How to Perform KMeans Clustering Using Python | by Zoumana Keita | Jan, 2023


Image by Guillermo Ferla on Unsplash

Imagine that you are a Data Scientist working for a retail company and your boss requests for the customers’ segmentation into the following groups: low, average, medium, or platinum customers based on spending behavior for targeted marketing purposes and product recommendations.

Knowing that there is no such historical label associated with those customers, how is it possible to categorize them?

This is where clustering can help. It is an unsupervised machine-learning technique used to group unlabeled data into similar categories or clusters.

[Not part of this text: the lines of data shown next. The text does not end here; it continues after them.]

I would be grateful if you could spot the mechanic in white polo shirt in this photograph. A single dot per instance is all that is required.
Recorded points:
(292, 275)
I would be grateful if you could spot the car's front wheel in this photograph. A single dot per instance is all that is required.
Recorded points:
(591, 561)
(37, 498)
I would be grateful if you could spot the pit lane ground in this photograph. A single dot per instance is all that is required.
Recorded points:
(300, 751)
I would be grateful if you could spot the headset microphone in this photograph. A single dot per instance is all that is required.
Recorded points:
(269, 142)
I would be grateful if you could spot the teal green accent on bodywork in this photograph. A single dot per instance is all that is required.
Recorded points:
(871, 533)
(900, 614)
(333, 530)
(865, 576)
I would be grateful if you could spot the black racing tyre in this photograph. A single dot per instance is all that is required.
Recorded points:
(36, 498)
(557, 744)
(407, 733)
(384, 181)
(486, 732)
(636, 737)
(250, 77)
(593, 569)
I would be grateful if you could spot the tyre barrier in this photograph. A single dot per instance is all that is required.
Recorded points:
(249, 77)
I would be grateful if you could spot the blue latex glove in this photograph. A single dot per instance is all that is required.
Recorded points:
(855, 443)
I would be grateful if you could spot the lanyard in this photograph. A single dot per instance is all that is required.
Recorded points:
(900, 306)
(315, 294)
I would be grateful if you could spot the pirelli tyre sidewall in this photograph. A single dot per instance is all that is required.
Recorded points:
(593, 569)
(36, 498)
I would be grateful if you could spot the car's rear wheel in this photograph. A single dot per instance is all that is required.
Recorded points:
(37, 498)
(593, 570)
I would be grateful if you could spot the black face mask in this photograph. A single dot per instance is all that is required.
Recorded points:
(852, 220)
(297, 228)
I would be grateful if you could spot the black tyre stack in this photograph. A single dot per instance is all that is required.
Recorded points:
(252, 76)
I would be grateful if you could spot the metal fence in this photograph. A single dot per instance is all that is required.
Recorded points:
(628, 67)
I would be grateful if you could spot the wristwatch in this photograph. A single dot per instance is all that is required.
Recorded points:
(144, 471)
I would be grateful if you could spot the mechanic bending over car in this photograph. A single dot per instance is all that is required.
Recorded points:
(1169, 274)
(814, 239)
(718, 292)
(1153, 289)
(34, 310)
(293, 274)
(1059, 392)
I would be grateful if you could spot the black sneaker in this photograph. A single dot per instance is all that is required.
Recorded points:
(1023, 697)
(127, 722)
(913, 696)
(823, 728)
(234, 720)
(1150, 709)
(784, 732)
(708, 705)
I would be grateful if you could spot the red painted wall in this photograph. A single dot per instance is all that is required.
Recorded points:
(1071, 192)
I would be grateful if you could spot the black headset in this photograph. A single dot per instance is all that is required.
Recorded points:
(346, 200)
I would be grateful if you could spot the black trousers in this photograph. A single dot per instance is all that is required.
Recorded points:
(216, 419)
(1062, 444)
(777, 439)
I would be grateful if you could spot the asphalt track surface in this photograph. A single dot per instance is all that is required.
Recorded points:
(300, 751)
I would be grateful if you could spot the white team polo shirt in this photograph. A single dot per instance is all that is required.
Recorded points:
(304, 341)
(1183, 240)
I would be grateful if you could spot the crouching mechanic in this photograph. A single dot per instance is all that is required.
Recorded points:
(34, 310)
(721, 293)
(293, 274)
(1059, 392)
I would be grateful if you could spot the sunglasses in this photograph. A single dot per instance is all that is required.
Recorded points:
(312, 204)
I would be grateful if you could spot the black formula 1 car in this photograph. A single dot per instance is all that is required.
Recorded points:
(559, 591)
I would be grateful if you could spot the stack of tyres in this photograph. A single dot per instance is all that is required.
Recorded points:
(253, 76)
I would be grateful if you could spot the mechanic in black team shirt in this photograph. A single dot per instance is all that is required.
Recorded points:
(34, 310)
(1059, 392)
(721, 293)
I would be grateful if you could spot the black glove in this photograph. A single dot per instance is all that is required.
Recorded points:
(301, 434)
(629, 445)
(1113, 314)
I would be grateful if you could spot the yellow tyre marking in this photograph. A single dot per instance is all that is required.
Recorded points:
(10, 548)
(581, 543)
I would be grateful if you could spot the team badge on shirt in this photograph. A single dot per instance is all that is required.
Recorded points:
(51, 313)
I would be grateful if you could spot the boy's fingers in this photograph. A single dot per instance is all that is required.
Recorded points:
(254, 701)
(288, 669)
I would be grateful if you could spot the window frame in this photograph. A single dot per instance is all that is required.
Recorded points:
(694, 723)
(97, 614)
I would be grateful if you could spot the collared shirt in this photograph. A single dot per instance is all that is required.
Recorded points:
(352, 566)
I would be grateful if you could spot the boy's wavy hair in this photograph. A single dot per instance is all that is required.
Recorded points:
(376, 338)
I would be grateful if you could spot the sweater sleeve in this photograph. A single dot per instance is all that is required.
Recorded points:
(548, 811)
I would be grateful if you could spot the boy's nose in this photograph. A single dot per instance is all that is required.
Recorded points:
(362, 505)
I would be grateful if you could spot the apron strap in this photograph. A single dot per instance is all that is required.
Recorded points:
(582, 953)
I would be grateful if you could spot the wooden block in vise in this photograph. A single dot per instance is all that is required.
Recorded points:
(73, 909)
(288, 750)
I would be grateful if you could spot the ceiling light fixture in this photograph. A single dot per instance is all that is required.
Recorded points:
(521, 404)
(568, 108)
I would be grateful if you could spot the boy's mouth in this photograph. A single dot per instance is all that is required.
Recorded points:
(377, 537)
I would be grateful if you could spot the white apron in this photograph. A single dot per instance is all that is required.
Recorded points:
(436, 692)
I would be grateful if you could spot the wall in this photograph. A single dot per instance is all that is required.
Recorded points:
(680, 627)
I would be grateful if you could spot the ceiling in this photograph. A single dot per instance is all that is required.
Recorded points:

This conceptual article will focus more on the K-means clustering approach, one of the many techniques in unsupervised machine learning. It will start by providing an overview of what K-means clustering is, before walking you through a step-by-step implementation in Python using the popular Scikit-learn library.

The idea behind K-means clustering is to divide a dataset into a specified number of clusters (k), where all the points within the same cluster are similar to one another, and those in different clusters are different.

It starts by randomly assigning each data point to a cluster, and then it iteratively improves the clusters by moving the data points to the cluster center that is closest to them. This logic continues until the cluster assignments stop changing, or a maximum number of iterations is reached.

What are the key steps of K-means clustering?

Below are the five main steps of the k-means algorithm:

Five main steps in K-Means Clustering (Image by Author)

Below we can see an illustration of K-means where the convergence is reached at the 14th iteration.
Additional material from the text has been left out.